Drought stress is an ever-growing crisis that severely limits crop production worldwide and causes important agricultural losses mainly in arid and semiarid areas (Boyer et al., 1982). Drought induced osmotic stress triggers a wide range of perturbations ranging from growth and water status disruption to the alteration of ion transport and uptake systems (Lutts et al., 1996; Bajji et al., 2000). Upon disclosure to water deficit, plants exhibit physiological, biochemical and molecular responses at both the cellular and whole plant levels (Hasegawa et al., 2000). Generally, the plants accumulate some kind of organic and inorganic solutes in the cytosol to raise osmotic pressure and thereby maintain both turgor and the driving gradient for water uptake (Rhodes and Samaras, 1994). Among these solutes, proline is the most widely studied (Delauney and Verma, 1993). It has been suggested that the increase of free proline levels is an indicator of injury that results from imbalances in other pathways pathways (Bhaskaran et al., 1985; Perez-Alfocea and Lahrer, 1995). Also, the beneficial roles of proline in conferring osmotolerance have been widely reported (Bajji et al., 2000). Reactive oxygen species (ROS) such as the superoxide radical, hydrogen peroxide and hydroxyl radical can cause lipid peroxidation and consequently membrane injury which leads to leakage of cellular content, protein degrading, enzyme inactivation, pigment bleaching and disruption of DNA strands and thus cell death (Scandalios, 1993). Enhanced production of oxygen free radicals is responsible for peroxidation of membrane lipids and the degree of peroxides damage of cell was controlled by the potency of peroxidase enzyme system (Sairam and Tyagi, 2004). Plants have developed a series of both enzymatic and non-enzymatic detoxification systems to counteract antioxidant system, thereby protecting cells from oxidative damage (Sairam and Tyagi, 2004).

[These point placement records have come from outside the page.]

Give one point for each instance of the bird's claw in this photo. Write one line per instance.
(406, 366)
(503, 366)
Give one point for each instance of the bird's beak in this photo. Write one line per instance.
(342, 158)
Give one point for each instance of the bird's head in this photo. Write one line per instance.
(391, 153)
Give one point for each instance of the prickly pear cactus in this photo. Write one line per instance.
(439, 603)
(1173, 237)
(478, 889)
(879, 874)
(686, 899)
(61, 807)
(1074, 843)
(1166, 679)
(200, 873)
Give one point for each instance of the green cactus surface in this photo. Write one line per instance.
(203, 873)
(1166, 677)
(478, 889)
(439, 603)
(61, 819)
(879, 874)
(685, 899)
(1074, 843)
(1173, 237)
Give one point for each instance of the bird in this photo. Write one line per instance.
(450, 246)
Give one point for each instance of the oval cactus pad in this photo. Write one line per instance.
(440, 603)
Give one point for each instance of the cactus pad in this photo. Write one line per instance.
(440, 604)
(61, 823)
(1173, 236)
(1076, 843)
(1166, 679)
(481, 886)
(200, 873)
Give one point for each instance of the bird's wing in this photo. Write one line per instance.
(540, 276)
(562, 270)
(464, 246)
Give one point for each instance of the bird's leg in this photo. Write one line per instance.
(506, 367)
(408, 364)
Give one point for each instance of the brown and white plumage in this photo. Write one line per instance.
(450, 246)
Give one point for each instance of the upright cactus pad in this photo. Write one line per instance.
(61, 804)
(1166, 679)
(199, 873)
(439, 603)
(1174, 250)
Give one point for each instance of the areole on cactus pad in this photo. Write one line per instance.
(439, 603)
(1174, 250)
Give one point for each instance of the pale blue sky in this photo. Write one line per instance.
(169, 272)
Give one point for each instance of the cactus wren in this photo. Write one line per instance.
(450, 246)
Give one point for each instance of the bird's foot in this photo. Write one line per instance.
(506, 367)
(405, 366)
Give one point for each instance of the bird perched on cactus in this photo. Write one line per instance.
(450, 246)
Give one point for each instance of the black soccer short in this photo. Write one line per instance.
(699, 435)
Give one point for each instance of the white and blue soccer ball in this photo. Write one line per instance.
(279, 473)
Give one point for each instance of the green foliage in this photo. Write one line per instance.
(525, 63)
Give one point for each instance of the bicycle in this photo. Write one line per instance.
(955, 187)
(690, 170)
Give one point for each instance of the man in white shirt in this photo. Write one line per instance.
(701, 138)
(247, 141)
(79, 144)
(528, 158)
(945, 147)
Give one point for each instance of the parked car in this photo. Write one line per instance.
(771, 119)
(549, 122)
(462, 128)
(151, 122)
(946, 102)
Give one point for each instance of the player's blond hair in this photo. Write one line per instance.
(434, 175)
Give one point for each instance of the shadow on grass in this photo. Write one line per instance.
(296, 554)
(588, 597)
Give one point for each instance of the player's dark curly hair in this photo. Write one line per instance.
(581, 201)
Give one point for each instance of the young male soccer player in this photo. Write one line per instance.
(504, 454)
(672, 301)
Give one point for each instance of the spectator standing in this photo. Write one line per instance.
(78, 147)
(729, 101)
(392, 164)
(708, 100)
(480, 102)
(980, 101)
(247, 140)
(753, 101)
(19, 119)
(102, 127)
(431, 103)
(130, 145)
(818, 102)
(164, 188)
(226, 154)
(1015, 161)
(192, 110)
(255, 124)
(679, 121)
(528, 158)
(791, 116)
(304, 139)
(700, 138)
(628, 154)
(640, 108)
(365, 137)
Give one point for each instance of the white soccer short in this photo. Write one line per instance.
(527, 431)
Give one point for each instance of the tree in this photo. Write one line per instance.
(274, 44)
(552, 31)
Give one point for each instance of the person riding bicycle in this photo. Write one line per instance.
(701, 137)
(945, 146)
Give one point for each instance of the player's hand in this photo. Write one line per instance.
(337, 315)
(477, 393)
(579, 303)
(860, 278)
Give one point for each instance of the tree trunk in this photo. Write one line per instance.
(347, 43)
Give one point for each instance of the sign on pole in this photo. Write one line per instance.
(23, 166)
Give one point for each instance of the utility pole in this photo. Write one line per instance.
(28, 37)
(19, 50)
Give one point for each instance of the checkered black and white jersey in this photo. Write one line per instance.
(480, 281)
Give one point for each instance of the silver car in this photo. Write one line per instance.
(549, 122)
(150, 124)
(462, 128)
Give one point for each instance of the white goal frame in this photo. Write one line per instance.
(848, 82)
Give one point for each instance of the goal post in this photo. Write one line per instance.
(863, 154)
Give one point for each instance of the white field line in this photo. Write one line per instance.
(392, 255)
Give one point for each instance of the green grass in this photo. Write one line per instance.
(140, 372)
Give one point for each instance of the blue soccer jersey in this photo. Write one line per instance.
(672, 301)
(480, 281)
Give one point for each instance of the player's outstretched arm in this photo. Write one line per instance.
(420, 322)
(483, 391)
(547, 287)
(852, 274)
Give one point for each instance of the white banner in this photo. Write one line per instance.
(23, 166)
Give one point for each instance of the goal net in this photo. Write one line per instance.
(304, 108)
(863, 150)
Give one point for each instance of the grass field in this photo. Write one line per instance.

Polyethylene Glycol (PEG) induces water stress in plants (Ruf et al., 1967; Kaufman and Eckard, 1971). PEG is a non-penetrating inert osmoticum that lowers the osmotic potential of nutrient solutions, but it is not taken and is not phytotoxic (Lawlor, 1970). PEG stimulates water stress in cultured plant cells in the same way it does in the cells of intact plants (Azhar et al, 2012).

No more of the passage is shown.